Imperialismus als nachrangige Erklärung

Velasco spielt die politischen und wirtschaftlichen Auswirkungen der US-Sanktionen ganz offen herunter:

„Natürlich haben die US-Sanktionen die Krise in Venezuela verschärft. Aber sie sind weder die Ursache dafür, noch erklären sie, warum Sektoren, die der Regierung seit 25 Jahren treu ergeben sind, sich bei den Wahlen von ihr abgewandt haben. Stattdessen ist es die Kombination aus Sparpolitik, Korruption, Unterdrückung und Dollarisierung unter Maduro, die alle die historischen Unterstützungsbasen des Chavismo treffen, die zum ersten Mal den Wechsel der Präsidentschaft zur Opposition herbeigeführt hat.“

Eine solche Verharmlosung ist äußerst unredlich, da selbst der scharfe Anti-Chavista-Ökonom Francisco Rodríguez – wohl kaum ein Mann der Linken – schätzt, dass etwa die Hälfte des zwischen 2012 und 2020 in Venezuela beobachteten Rückgangs des BIP auf politisch bedingte Ursachen zurückzuführen ist, darunter Wirtschaftssanktionen, der Verlust des Zugangs zu externen Finanzierungsquellen und die politisch bedingte Vergiftung der Beziehungen zur venezolanischen Wirtschaft.

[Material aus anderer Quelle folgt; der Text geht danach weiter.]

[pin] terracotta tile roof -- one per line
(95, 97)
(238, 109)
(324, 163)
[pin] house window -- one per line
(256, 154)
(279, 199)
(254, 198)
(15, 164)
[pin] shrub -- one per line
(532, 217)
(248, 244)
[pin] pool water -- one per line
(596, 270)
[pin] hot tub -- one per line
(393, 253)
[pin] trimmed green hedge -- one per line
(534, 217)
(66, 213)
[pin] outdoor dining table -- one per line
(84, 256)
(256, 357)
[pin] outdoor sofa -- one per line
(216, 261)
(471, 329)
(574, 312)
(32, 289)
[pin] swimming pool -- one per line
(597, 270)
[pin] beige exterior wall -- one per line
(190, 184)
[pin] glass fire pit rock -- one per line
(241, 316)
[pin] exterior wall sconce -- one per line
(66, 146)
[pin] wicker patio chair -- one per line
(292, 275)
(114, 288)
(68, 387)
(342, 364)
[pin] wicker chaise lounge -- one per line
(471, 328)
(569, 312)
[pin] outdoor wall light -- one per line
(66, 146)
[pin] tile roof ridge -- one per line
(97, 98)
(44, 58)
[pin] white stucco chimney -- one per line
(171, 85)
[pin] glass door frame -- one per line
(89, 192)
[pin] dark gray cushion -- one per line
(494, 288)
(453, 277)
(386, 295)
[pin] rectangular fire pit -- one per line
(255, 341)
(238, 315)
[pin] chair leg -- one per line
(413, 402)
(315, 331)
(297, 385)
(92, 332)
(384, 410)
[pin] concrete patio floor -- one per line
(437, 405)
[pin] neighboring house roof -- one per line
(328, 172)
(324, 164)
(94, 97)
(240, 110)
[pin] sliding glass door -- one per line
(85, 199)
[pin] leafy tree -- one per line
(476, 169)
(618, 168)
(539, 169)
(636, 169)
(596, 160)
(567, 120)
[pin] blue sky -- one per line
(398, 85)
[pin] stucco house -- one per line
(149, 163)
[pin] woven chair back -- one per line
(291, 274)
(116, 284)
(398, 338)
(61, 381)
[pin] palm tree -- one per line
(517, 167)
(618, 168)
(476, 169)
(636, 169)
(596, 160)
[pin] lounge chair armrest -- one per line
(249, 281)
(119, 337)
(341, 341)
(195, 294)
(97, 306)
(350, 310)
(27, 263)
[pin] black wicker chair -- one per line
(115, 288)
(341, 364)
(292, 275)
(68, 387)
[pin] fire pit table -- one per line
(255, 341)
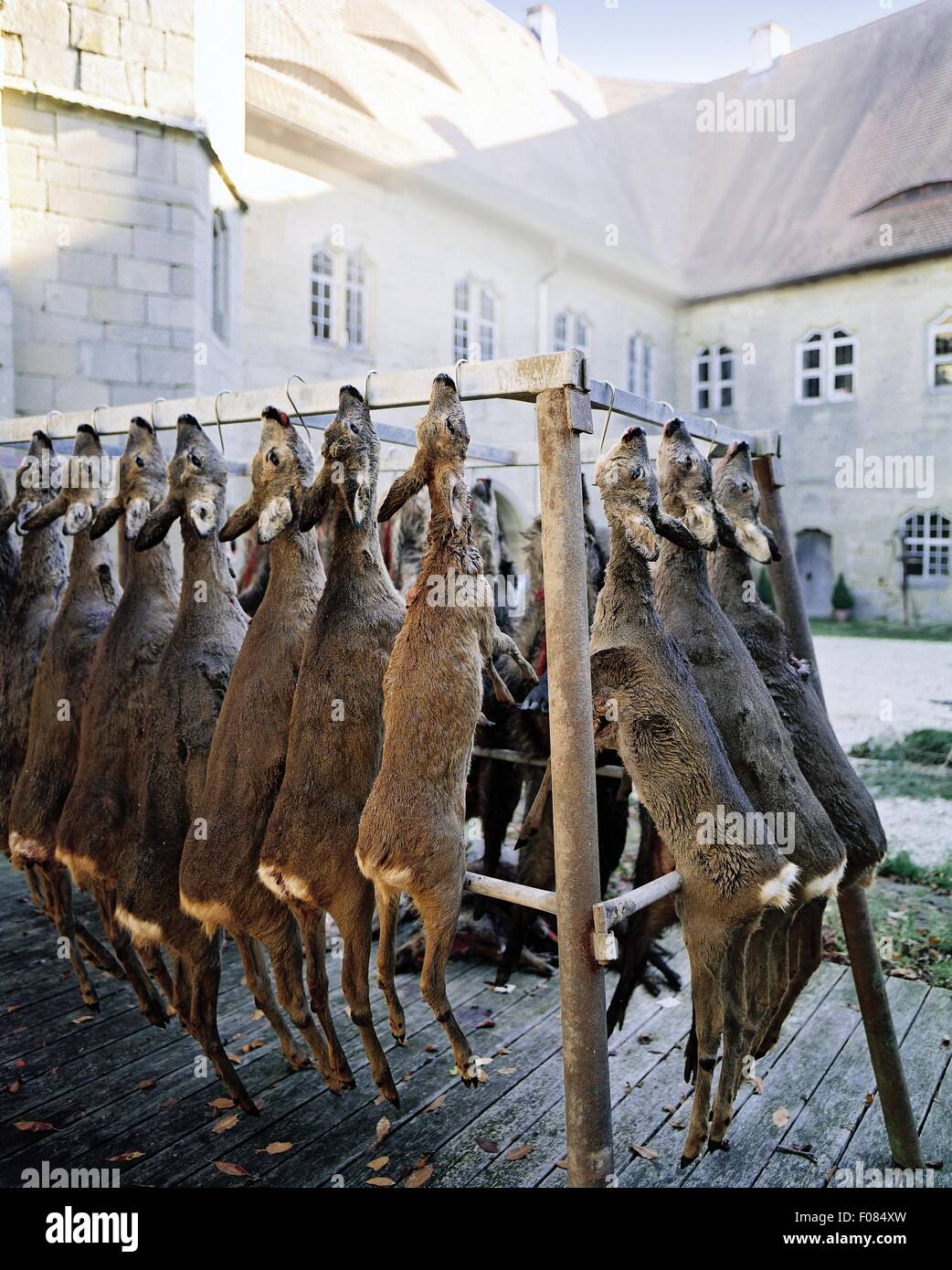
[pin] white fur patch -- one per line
(776, 893)
(143, 932)
(827, 885)
(276, 516)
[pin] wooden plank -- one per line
(834, 1110)
(925, 1059)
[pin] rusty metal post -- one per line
(853, 909)
(561, 414)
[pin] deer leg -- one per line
(388, 912)
(439, 918)
(59, 889)
(259, 984)
(203, 976)
(354, 925)
(734, 995)
(289, 966)
(313, 931)
(706, 958)
(121, 940)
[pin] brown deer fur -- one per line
(788, 949)
(100, 817)
(649, 707)
(336, 735)
(218, 883)
(413, 826)
(59, 689)
(847, 800)
(189, 686)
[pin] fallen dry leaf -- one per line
(519, 1152)
(419, 1176)
(645, 1152)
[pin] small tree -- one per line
(841, 596)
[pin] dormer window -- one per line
(714, 378)
(827, 366)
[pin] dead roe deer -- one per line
(411, 833)
(336, 735)
(648, 706)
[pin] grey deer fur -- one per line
(648, 707)
(847, 800)
(218, 883)
(59, 691)
(411, 833)
(788, 947)
(336, 736)
(188, 689)
(100, 818)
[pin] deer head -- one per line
(81, 492)
(442, 441)
(629, 489)
(141, 482)
(280, 470)
(351, 455)
(687, 491)
(197, 479)
(32, 491)
(735, 488)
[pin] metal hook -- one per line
(608, 417)
(217, 417)
(293, 407)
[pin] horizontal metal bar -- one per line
(629, 406)
(512, 892)
(519, 378)
(513, 756)
(609, 912)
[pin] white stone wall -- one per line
(894, 413)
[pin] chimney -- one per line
(542, 23)
(768, 42)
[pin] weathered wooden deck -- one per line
(111, 1086)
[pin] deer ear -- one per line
(240, 521)
(725, 527)
(106, 518)
(403, 488)
(316, 499)
(46, 514)
(157, 524)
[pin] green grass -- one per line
(881, 629)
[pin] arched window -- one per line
(323, 292)
(926, 544)
(939, 352)
(571, 331)
(714, 378)
(641, 355)
(475, 322)
(825, 366)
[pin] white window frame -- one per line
(641, 366)
(571, 329)
(931, 539)
(476, 309)
(716, 383)
(935, 360)
(221, 279)
(827, 343)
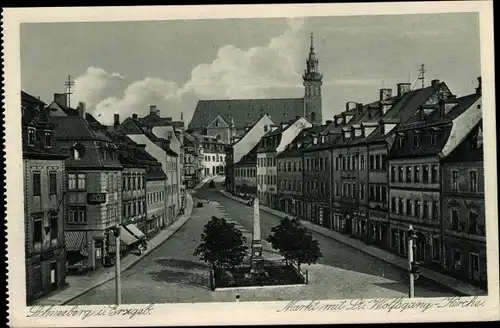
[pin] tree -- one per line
(294, 242)
(222, 245)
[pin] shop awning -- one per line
(74, 240)
(136, 232)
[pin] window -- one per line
(472, 180)
(473, 228)
(434, 174)
(54, 227)
(454, 219)
(417, 208)
(52, 183)
(37, 187)
(416, 140)
(436, 249)
(435, 209)
(37, 228)
(425, 174)
(416, 173)
(48, 139)
(408, 174)
(456, 259)
(31, 136)
(393, 204)
(426, 209)
(77, 215)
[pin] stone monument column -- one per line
(256, 259)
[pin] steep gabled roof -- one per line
(245, 112)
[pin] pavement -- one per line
(457, 286)
(172, 274)
(81, 284)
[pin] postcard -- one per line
(250, 164)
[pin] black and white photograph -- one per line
(320, 163)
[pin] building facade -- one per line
(246, 174)
(464, 252)
(416, 174)
(44, 190)
(94, 193)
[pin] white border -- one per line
(242, 312)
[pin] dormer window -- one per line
(77, 151)
(48, 139)
(31, 136)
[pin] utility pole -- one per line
(118, 288)
(413, 269)
(69, 84)
(422, 72)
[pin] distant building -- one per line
(464, 237)
(271, 145)
(242, 145)
(94, 198)
(245, 172)
(229, 118)
(214, 162)
(415, 161)
(44, 190)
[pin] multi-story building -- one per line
(192, 153)
(160, 149)
(94, 195)
(245, 174)
(415, 161)
(270, 146)
(214, 155)
(44, 189)
(240, 146)
(463, 210)
(290, 174)
(316, 176)
(232, 117)
(163, 128)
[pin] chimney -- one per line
(350, 105)
(403, 88)
(442, 108)
(61, 99)
(152, 110)
(479, 88)
(385, 94)
(82, 110)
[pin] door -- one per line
(474, 267)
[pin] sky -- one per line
(124, 67)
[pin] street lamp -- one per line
(413, 268)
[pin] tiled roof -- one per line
(440, 125)
(250, 157)
(75, 128)
(245, 112)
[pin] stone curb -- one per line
(182, 221)
(422, 276)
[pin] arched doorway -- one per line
(421, 248)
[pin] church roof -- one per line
(246, 112)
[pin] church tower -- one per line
(312, 84)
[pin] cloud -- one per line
(273, 70)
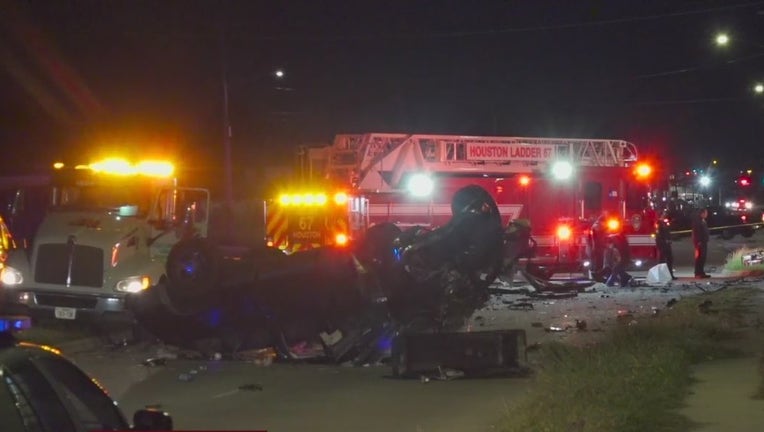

Diese zugegebenermaßen konservative Schätzung berücksichtigt nicht die Auswirkungen der Sanktionen unter Barack Obama nach 2014, einschließlich der Einstufung Venezuelas als „ungewöhnliche und außerordentliche Bedrohung für die nationale Sicherheit und die Außenpolitik der USA“im Jahr 2015 (3), was Rodríguez damals mit einem de facto Finanzembargo gegen das Land gleichsetzte.

Hetland versäumt es ebenfalls, den politisch bestimmenden Charakter des wiirtschaftlichen Kriegsführung der USA zu hinterfragen, nur um später in den sozialen Medien zuzugeben, dass er „vergessen“ habe zu erwähnen, dass „Sanktionen eine ungeheuerliche Verletzung einer ‚freien und fairen‘ Wahl darstellen“.

Dieser scheinbare nachträgliche Einfall ist genau der Kern des Problems: Die Venezolaner gingen am 28. Juli mit einer imperialistischen Pistole an ihren Schläfen zur Wahl. Jede Analyse der letzten Wahl, ganz zu schweigen von der Geschichte der Zeit nach Hugo Chávez, die nicht angemessen berücksichtigt, wie der US-Imperialismus jeden Aspekt der internen Widersprüche der Bolivarischen Revolution konditioniert und verschärft hat, ist grundlegend irreführend.

Für Velasco und Hetland ist ein solcher Kontext jedoch im Wesentlichen nebensächlich und hat wenig Einfluss auf die Wahl selbst.

Es stimmt, dass die Regierung Maduro seit 2018 ein orthodoxes wirtschaftliches Liberalisierungspaket umgesetzt hat, das auf Vorteilen für das Privatkapital basiert, während Löhne, Kredite und öffentliche Ausgaben eingefroren wurden, um die Inflation einzudämmen und Investitionen anzuziehen. Diese Politik hat zwar zu einer anhaltenden, wenn auch bescheidenen wirtschaftlichen Erholung geführt und die Inflation auf den niedrigsten Stand seit zehn Jahren gesenkt, aber auch die sozialen Ungleichheiten vertieft und zusätzlich zu den großen Korruptionsskandalen den Unmut der Bevölkerung über alte und neu angehäufte Vermögen geschürt.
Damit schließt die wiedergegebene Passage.